Most of us prefer not to think about what happens after we flush the loo.
But where most see waste, researchers from RMIT University saw an incredible opportunity for sustainability.
They’ve hit a brick wall – literally – showing how treated sewage, or biosolids, can be turned into cheaper and more environmentally friendly construction materials.
Australia produces around 327,000 tonnes of biosolid waste, a lot of it ending up as landfill or contributing to “sewage sludge stockpiles”.
Around 30 per cent of the world’s biosolids are stockpiled or sent to landfill, using up valuable land and potentially emitting greenhouse gases, creating a major environmental challenge.
All of which makes a compelling case for moving that material into more productive uses.
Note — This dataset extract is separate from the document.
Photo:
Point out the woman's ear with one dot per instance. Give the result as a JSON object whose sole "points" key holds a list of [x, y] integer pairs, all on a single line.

That’s where the RMIT team comes in.
The team’s biosolid bricks are impressively strong and can be produced using around half the energy required for a standard brick.
They also boast better insulating properties, potentially giving buildings a better environmental performance.
The world consumes three billion cubic metres of clay soil per year, mined to manufacture 1.5 trillion bricks, says RMIT Associate Professor Abbas Mohajerani.
“Using biosolids in bricks could be the solution to these big environmental challenges,” he says.
“It’s a practical and sustainable proposal for recycling the biosolids currently stockpiled or going to landfill around the globe.”